De Curitiba, em colaboração para o UOL

  • Divulgação/Coritiba

Em palestra durante o CBF Social, ciclo de discussões realizado pela CBF com suporte do Coritiba na capital paranaense, a treinadora da seleção feminina de futebol, Emily Lima, pediu uma nova pauta para a categoria que fuja do tema preconceito.

"Se a gente ficar só falando do preconceito a gente não vai para frente. A gente tem que esquecer isso e usar tudo o que há em nosso favor, como a obrigatoriedade", declarou, citando a norma da CBF que a partir de 2019 obrigará os clubes profissionais a terem uma equipe feminina como condição para disputar a Copa Libertadores.

Fomentador do ciclo de debates, o Coritiba é uma das poucas equipes da elite a ter um time feminino, ao lado de Santos e Corinthians.

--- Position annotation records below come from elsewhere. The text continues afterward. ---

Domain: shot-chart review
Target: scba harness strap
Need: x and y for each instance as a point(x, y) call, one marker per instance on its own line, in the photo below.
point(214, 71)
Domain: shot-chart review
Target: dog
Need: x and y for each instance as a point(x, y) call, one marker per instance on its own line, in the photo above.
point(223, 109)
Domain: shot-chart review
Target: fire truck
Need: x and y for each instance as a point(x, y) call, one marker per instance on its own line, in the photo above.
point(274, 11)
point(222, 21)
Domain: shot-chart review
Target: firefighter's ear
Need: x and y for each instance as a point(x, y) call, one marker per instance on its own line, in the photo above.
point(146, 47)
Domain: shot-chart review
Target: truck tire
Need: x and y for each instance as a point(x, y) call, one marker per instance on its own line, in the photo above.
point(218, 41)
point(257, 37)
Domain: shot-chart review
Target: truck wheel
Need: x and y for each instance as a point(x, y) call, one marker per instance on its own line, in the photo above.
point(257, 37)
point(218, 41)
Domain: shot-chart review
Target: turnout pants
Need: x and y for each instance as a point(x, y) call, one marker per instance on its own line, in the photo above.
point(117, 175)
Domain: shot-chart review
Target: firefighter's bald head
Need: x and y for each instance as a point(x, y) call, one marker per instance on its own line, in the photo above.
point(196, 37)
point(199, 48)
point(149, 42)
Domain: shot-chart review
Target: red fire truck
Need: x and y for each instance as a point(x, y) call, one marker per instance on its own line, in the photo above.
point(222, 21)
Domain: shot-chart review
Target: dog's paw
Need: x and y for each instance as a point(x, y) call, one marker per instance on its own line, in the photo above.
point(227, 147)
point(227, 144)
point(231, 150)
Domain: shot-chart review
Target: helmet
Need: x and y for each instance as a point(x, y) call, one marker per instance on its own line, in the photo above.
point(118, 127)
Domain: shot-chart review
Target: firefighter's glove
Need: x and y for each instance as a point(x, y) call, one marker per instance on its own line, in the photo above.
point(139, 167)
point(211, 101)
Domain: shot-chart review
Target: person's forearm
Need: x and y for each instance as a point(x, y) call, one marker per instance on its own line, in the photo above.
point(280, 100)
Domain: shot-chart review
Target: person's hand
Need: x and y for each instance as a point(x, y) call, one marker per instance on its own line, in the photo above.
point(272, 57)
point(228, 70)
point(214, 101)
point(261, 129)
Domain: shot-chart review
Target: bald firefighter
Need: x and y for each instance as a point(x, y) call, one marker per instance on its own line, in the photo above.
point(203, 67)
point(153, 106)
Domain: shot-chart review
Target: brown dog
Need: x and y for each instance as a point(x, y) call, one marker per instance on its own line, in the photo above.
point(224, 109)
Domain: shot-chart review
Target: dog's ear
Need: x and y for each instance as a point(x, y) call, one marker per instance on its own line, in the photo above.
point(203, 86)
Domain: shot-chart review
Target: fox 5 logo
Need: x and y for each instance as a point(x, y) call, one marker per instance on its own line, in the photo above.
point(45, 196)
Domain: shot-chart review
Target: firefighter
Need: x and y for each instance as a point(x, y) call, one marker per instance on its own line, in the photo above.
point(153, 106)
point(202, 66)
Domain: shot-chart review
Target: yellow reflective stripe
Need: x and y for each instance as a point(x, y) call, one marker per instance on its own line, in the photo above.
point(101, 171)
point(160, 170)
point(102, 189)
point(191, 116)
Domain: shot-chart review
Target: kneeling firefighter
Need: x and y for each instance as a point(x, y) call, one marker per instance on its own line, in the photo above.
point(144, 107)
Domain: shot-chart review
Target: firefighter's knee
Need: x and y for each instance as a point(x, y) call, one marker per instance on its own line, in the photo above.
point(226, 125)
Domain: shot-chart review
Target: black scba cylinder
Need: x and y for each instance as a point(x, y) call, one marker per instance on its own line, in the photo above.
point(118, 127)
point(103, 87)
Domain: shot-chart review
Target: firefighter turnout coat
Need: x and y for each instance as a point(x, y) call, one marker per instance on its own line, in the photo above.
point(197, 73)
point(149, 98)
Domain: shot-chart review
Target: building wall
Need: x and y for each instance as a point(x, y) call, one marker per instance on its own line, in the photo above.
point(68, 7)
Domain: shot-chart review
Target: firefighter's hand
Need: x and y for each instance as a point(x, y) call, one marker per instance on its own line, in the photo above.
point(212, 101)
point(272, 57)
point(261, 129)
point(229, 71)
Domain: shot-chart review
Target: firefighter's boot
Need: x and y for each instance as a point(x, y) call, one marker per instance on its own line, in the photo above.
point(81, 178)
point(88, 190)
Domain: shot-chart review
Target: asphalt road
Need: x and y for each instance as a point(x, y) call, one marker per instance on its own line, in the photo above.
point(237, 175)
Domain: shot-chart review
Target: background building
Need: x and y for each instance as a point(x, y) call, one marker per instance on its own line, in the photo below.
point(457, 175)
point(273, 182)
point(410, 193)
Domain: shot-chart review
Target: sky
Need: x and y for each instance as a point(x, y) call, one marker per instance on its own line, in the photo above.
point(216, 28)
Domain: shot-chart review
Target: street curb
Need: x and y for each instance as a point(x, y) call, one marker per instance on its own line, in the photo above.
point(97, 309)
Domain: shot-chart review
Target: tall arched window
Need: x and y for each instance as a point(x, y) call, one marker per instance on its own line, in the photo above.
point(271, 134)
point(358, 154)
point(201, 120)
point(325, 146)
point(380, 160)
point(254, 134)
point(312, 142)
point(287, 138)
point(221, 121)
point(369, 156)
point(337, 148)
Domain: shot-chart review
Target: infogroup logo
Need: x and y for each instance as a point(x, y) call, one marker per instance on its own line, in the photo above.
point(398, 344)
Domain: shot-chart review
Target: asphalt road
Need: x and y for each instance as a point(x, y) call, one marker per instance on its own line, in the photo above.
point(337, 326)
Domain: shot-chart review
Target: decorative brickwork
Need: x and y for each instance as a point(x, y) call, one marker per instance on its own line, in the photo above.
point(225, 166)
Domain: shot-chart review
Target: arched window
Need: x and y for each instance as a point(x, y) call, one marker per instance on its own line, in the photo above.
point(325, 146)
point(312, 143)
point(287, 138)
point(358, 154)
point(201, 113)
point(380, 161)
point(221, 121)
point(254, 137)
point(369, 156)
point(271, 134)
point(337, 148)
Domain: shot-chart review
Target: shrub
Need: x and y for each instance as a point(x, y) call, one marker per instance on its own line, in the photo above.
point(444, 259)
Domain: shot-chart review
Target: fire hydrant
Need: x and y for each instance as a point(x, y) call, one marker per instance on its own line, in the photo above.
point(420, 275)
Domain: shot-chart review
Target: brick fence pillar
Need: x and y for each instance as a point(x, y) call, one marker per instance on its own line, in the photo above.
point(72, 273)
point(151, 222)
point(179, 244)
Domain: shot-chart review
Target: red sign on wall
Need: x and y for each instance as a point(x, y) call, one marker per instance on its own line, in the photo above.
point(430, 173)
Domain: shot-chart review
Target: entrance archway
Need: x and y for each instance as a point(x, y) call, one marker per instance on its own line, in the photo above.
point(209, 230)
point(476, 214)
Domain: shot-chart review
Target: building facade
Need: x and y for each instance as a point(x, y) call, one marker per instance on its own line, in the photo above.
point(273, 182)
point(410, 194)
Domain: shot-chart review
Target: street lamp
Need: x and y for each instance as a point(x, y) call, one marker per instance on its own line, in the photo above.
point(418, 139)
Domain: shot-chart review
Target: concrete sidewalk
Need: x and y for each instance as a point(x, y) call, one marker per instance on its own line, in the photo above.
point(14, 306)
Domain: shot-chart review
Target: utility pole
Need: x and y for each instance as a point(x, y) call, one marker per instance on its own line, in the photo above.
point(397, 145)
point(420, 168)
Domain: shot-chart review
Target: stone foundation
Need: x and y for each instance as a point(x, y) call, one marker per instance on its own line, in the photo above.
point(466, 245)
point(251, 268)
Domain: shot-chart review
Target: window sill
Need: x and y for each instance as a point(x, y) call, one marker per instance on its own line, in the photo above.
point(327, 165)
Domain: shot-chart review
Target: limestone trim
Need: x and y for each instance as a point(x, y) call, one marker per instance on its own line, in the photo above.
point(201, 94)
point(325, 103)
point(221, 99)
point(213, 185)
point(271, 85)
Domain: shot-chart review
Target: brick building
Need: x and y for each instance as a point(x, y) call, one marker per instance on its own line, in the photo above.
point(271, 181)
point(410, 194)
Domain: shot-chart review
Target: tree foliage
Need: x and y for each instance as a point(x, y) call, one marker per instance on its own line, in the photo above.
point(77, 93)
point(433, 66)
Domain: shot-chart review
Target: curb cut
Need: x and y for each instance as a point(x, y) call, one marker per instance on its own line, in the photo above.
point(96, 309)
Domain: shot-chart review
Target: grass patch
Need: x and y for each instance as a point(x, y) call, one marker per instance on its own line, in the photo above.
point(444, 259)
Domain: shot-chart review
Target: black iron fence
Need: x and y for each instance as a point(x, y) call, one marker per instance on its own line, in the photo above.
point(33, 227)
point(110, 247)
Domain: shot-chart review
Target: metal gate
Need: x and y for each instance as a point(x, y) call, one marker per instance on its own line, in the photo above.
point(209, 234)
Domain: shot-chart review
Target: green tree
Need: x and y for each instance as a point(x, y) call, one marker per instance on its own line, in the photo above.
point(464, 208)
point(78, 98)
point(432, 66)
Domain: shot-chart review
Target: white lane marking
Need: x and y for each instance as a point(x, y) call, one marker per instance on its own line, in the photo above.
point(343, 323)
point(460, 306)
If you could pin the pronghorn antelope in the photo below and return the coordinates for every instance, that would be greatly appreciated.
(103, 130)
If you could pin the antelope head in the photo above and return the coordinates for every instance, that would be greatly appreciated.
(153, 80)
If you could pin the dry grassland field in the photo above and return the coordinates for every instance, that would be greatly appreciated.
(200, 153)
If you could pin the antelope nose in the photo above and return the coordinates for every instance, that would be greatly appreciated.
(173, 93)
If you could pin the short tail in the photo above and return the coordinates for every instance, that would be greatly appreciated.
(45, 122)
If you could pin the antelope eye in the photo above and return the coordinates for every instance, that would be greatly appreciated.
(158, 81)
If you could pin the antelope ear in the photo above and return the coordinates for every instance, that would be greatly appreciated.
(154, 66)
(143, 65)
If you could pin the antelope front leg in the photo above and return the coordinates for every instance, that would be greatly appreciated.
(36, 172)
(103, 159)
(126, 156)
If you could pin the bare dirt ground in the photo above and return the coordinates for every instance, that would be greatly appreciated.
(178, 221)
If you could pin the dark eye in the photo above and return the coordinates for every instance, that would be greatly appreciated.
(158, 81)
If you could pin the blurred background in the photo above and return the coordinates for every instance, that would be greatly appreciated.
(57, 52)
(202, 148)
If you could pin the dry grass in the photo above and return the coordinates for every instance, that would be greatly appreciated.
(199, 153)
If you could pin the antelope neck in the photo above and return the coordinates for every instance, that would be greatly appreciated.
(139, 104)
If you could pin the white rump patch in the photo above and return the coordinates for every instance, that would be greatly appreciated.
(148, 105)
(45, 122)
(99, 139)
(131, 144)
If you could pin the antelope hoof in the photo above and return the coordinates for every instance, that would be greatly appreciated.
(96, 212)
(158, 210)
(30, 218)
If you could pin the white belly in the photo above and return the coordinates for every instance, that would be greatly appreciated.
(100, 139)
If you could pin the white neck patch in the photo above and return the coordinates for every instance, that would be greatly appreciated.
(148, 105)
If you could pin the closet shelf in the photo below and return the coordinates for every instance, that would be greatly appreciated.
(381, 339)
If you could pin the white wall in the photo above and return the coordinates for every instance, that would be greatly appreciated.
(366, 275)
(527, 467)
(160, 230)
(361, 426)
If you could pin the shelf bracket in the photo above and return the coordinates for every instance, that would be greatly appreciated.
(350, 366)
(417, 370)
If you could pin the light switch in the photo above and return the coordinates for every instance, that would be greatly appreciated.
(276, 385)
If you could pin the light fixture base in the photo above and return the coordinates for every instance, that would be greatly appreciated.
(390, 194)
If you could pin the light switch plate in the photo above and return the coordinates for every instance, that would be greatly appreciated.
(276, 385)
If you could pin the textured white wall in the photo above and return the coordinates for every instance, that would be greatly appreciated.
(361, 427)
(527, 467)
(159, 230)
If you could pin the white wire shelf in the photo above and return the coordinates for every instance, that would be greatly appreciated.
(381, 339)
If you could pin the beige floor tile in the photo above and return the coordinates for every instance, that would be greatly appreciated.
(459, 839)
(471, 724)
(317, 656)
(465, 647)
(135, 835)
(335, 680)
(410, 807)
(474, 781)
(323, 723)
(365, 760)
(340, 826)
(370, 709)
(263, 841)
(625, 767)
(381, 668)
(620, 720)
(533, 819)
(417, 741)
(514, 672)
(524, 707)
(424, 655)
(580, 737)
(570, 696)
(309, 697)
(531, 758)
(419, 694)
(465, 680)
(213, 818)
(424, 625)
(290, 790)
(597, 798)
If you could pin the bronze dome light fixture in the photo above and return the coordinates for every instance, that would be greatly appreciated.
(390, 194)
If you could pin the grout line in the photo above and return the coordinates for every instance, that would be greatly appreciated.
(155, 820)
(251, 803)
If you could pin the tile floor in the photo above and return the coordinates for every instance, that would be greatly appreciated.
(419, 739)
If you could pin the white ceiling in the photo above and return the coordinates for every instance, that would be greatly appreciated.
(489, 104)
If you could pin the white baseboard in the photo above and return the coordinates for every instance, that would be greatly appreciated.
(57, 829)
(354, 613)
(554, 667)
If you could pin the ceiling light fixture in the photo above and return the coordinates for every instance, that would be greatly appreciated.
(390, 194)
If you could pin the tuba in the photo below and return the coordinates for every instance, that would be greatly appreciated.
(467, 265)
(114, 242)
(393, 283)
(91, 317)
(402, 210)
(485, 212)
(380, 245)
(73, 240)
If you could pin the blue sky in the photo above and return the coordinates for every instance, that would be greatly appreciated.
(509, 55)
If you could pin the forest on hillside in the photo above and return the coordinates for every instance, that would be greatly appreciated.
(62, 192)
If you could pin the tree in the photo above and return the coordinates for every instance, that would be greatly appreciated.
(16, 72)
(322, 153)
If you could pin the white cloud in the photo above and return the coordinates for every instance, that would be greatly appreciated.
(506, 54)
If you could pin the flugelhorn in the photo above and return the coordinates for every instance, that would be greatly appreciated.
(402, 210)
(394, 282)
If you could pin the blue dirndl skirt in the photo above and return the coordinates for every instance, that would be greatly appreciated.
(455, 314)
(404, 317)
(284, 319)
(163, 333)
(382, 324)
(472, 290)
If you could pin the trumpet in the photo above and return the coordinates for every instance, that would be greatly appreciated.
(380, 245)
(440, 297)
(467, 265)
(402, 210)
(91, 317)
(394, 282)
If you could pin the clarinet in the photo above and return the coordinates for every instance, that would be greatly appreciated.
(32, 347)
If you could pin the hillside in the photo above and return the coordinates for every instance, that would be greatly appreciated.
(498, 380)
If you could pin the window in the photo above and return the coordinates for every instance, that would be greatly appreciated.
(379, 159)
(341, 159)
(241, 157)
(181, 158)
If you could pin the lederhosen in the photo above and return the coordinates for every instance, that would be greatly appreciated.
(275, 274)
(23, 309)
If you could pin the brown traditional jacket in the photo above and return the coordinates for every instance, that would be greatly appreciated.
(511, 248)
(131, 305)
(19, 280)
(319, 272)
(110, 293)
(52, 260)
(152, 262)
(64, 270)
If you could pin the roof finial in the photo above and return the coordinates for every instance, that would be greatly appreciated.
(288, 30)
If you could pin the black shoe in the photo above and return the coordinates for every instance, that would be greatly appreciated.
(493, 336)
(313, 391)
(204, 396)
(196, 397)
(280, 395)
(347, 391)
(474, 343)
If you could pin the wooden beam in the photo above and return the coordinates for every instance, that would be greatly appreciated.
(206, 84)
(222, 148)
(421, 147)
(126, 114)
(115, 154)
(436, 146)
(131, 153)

"A gente tem que aproveitar o momento e essa oportunidade e fazer com que o futebol feminino deslanche logo no nosso país. O maior desafio hoje é fazer com que as seleções se integrem a partir de agora. Então, eu acredito que isso vai somar muito. Muitas forças juntas nós conseguimos chegar a algum lugar", avaliou Lima, que assumiu a seleção principal no final de 2016, depois de o Brasil perder a disputa do bronze, na Olimpíada Rio-2016, ainda com Vadão como técnico.

Emily comandou uma peneira de meninas no CT da Graciosa, do Coritiba, com participação de mais de 200 meninas, e comemorou o avanço da categoria no país. 

"São muitos os desafios e nós estamos focados no desenvolvimento do futebol feminino no Brasil e as seleções de base e principal. Tem bastante coisa para que nós possamos desafiar e nós precisamos um norte. Nós começamos hoje, junto com a CBF Social e o departamento de seleções fazendo as seletivas", destacou.